Only one back-bench Conservative, the MP for Newcastle-under-Lyme, Aaron Bell, seemed to grasp this new reality, asking the Prime Minister to call on the public to take heart from the good news and redouble their efforts to slow the spread of the disease until the new vaccines are rolled out.

The advances in the treatment of coronavirus are a product of two things. First, the generous financial support for emergency vaccination research programmes provided by global governments, for which Johnson can take some credit. Then there is the long-term support for research by successive British governments, for which he cannot (though Johnson can highlight the work of previous Conservative administrations in this area).

Past governments have claimed credit on more specious grounds than these for things that happened on their watch – the global fall in oil prices had nothing to do with David Cameron, yet he was happy to bask in the support of happy motorists in 2015. It is surprising that few ministers are doing the same now. Many back-bench MPs don’t appear even to have noticed the new vaccines.

This is a victory that feels like defeat for opponents of lockdowns within the government. They favoured an approach that has been rendered foolish by the scientific breakthroughs. Many cabinet ministers had privately convinced themselves that a vaccine would never arrive and that the pandemic was the beginning of a new and prolonged era rather than a temporary interruption. Hancock, one of the few to remain steadfast in his belief that a vaccine would emerge, had become an object of derision among many ministers.

[see also: Boris Johnson has been given the “reset” opportunity he wanted]

Ironically, while the Health Secretary has become a figure of fun and Rishi Sunak continues to enjoy high approval ratings, it is the latter whose diagnosis of the crisis has been discredited. Chancellor Sunak wanted the government to take a much looser approach to lockdown and to begin winnowing down economic support packages: an approach that has now been made redundant by the vaccines.

The government’s mood is not victorious, partly because for many ministers declaring victory would mean adopting a Covid strategy that looks very different from the arguments they were making in public – let alone the yet harsher ones they were making in private.

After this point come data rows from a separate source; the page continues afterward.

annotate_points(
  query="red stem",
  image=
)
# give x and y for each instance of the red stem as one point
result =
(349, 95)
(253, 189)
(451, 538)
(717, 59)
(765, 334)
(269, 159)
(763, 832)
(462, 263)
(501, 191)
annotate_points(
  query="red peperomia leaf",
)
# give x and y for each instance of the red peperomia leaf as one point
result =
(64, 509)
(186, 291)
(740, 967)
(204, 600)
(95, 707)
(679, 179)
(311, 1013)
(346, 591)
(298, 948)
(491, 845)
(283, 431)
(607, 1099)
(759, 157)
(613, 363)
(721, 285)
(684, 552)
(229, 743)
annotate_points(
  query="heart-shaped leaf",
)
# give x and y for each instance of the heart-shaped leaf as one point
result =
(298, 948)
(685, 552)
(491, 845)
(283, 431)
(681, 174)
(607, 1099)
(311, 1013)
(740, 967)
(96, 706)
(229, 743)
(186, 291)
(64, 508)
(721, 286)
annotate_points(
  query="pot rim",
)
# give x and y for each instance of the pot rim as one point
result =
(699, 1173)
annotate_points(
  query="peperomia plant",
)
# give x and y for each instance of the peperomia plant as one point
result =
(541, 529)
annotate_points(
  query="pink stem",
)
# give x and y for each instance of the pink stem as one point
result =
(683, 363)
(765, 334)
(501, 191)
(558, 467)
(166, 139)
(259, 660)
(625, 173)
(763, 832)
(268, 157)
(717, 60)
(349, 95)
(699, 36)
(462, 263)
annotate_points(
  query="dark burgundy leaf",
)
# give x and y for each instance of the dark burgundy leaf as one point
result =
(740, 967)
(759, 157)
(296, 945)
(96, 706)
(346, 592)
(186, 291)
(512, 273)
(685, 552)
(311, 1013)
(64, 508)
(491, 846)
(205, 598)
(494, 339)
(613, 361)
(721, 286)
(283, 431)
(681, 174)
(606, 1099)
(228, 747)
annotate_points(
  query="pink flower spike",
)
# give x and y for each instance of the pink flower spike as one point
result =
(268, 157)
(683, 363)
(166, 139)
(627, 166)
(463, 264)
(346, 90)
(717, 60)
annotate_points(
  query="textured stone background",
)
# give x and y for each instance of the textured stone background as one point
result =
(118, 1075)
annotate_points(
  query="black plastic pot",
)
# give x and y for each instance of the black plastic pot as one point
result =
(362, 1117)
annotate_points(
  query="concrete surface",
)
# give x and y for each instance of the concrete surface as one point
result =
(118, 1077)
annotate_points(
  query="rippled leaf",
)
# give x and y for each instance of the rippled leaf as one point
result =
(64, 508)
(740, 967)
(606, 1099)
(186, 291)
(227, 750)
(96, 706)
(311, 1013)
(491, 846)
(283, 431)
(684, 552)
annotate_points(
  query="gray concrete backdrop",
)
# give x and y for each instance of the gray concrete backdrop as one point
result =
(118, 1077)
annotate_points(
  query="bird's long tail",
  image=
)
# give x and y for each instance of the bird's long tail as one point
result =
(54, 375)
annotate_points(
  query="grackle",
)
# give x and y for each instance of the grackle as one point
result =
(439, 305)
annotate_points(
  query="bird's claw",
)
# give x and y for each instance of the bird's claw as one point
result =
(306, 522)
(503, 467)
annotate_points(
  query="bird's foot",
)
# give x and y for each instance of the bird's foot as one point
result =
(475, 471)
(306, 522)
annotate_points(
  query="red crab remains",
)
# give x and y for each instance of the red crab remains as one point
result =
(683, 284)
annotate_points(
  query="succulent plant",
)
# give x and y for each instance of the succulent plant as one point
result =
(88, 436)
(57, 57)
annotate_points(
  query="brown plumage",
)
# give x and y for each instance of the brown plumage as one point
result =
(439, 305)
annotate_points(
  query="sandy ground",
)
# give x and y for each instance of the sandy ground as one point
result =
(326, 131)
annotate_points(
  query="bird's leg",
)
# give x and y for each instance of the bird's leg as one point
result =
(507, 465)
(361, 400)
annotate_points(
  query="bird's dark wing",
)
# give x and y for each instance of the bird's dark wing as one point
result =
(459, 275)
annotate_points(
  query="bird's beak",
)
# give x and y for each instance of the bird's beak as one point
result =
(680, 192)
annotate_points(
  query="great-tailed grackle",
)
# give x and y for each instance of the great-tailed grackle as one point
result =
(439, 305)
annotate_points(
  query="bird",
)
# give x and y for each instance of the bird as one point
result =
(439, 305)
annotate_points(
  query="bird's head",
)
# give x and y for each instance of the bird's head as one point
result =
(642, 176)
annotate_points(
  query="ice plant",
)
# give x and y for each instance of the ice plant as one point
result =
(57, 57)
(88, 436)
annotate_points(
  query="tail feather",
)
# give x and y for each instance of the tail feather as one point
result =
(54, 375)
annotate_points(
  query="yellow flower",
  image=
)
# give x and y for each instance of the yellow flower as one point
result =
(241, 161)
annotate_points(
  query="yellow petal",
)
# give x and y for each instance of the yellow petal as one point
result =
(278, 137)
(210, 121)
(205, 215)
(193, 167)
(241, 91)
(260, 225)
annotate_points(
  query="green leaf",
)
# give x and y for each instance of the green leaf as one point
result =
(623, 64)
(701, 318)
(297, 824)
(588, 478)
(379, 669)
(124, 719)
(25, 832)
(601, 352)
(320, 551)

The good news about the vaccine is such, however, that hasty moves to end lockdowns for Christmas, or to raise taxes before the economy has recovered, would do more harm than good. It made sense to prioritise a measure of normality around the holiday season if lockdown Christmases were a new and indefinite reality. It makes less sense if a return to the old world is closer than anticipated and the price of loosening up in December is a deadly January. Tax rises, too, are justified if the lockdown economy is here to stay. But if suppression measures will soon cease, increasing taxes makes little economic sense. The PM’s inability to convince the public he genuinely has some good news to give may well mean that he ends up delivering yet more bad news: a third and final spike in infections in the spring and a sluggish economic recovery thereafter.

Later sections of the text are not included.